I realize this is not exactly the same but is similar where these people served, were injured, then they are denied even the basic support afforded them under the law, all while the governing body runs up a tab on other programs that will eventually be pushed to the side, Ie, social security retirement benefits.
I see, Henry. After reading through the button on this site…entitled, the united states constitution….there is little said within its writing to allow the states to oppose outright suppression via the federal government….to any state…so that as a state entity, it can say…look at this in the federal us constitution…..here is what a state has to protect itself from you the feds……
I do understand the basis…that all any gov entity local or otherwise has comes from we the people…as granted….and that the entire country is a failed state….Not only that, its a long while back in our history, a failed…….state!
If people haven’t figured it out by now, they want us DEAD. The intentional prescribing of psychotropic drugs that enhance violent tendencies to Vets is wide-spread. There are a few Poster Vets that they parade around to show how much they care. Just look at how many Vets are denied firearms ownership & are on Terrorist lists. The Communist were more merciful after WW2; they just rounded up their Vets in the middle of the night, shot them & buried them in mass graves. Vets pose the greatest threat to their dictatorial control of a government.
Sargent Major Rutledge has a short mustache.

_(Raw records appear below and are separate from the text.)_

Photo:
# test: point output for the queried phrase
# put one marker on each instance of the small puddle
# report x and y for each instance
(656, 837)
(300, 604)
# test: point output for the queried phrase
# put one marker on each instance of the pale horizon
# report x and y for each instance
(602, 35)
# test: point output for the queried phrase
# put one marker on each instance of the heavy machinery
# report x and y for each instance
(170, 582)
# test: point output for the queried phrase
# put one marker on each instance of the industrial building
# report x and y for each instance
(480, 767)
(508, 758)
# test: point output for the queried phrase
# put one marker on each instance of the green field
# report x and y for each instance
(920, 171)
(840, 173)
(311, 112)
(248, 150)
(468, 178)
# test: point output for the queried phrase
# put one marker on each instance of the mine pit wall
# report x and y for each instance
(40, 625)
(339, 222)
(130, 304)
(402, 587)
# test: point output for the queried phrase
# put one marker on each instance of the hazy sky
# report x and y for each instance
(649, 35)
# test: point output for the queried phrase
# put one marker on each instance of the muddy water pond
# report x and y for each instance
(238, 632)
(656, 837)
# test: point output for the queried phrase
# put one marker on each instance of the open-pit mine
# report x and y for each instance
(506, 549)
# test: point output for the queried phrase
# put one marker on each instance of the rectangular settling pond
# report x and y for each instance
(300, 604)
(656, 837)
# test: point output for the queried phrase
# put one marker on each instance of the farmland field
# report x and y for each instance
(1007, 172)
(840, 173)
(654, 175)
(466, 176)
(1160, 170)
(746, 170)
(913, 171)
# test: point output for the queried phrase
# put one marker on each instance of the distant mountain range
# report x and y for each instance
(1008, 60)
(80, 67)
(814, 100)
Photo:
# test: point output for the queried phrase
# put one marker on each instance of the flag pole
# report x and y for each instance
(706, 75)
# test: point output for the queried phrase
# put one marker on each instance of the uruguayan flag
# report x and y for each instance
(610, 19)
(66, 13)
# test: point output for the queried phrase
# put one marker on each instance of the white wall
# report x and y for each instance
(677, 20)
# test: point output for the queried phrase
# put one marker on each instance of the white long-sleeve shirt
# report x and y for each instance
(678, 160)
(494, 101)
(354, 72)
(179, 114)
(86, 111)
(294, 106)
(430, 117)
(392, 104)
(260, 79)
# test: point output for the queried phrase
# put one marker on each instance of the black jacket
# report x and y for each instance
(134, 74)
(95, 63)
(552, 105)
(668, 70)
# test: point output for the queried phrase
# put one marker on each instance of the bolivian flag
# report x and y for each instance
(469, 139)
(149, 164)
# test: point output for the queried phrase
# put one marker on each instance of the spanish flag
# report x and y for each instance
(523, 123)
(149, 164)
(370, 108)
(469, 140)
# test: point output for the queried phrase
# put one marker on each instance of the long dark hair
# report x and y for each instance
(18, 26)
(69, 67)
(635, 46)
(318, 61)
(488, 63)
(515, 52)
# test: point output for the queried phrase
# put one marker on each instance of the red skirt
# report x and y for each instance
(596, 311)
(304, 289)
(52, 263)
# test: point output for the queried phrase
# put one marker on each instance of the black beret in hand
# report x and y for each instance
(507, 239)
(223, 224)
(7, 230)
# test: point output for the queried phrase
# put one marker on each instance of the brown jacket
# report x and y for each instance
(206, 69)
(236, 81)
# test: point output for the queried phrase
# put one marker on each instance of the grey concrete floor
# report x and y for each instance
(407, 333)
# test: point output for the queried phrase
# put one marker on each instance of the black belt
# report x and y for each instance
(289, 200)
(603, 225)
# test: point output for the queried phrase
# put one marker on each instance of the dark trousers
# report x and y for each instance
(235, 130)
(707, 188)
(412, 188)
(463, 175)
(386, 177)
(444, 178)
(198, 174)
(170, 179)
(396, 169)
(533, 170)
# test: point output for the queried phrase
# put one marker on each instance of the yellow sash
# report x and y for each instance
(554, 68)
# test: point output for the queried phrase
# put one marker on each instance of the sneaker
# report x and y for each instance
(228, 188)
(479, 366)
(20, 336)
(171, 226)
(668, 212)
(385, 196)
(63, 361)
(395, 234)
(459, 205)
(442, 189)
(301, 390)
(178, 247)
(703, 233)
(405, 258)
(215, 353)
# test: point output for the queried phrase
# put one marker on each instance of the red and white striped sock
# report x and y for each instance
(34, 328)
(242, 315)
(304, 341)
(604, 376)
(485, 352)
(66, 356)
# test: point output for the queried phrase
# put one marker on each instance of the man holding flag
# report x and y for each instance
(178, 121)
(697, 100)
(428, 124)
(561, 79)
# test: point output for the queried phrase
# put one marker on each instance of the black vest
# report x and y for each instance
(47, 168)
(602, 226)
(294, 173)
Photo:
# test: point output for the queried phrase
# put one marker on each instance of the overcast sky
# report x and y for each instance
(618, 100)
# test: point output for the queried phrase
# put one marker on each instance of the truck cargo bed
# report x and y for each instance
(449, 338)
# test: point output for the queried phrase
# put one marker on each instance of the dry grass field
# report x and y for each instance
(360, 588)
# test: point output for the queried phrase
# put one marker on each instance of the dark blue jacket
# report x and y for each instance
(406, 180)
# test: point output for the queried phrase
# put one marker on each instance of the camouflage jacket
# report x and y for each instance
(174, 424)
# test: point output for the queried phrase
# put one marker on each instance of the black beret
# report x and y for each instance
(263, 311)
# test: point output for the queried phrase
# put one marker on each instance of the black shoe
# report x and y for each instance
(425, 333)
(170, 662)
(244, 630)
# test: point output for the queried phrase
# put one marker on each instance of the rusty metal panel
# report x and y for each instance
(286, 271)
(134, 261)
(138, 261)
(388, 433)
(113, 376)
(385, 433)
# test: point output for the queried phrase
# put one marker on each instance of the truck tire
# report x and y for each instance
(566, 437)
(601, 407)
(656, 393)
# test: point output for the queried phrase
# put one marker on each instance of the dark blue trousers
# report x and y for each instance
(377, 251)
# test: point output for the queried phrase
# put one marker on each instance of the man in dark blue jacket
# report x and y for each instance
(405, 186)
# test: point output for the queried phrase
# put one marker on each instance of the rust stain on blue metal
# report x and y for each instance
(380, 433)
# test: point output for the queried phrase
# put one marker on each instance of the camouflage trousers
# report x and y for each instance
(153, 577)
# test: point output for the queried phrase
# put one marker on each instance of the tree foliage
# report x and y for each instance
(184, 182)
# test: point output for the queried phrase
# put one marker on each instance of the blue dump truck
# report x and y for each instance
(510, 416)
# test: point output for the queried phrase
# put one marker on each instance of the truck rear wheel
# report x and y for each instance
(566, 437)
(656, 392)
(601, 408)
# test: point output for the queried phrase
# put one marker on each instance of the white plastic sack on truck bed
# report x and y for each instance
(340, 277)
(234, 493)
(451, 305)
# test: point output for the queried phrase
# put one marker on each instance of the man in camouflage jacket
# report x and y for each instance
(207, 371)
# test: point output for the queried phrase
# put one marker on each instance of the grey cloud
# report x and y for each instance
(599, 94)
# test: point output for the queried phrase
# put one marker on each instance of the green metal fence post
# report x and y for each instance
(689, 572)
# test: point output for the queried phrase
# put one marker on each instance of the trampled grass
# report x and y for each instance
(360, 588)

Oh yea, it is no wonder why the veterans are commiting suicide. I have seen the drugs that the VA give the vets up in minneapolis. Yep, I used to drive my neighbor up there twice a week. They had her on 15 different drugs. Yea, them wanna be dr.s at that va were giving her three maio`s combined with a couple ssri`s. Anyone that knows anything about bad drug combinations know that that kind of drug combination causes strokes and seizures guarenteed. Yep on top of that crap they even did give her anti-seizure medication. I told her about that and even showed her volumes of info. on drug interactions, and all she said was ” the va would never do that, they talk amongst them selves and would never prescribe bad drug combinations. “
“A year later, he announced $107 million in new funding for better mental health treatment for veterans with post-traumatic stress and traumatic brain injury, signature injuries of the wars in Afghanistan and Iraq.”
NOT out of any compassion or sympathy for the vets.
As we all know, it’s simply a ploy to target them for gun confiscation.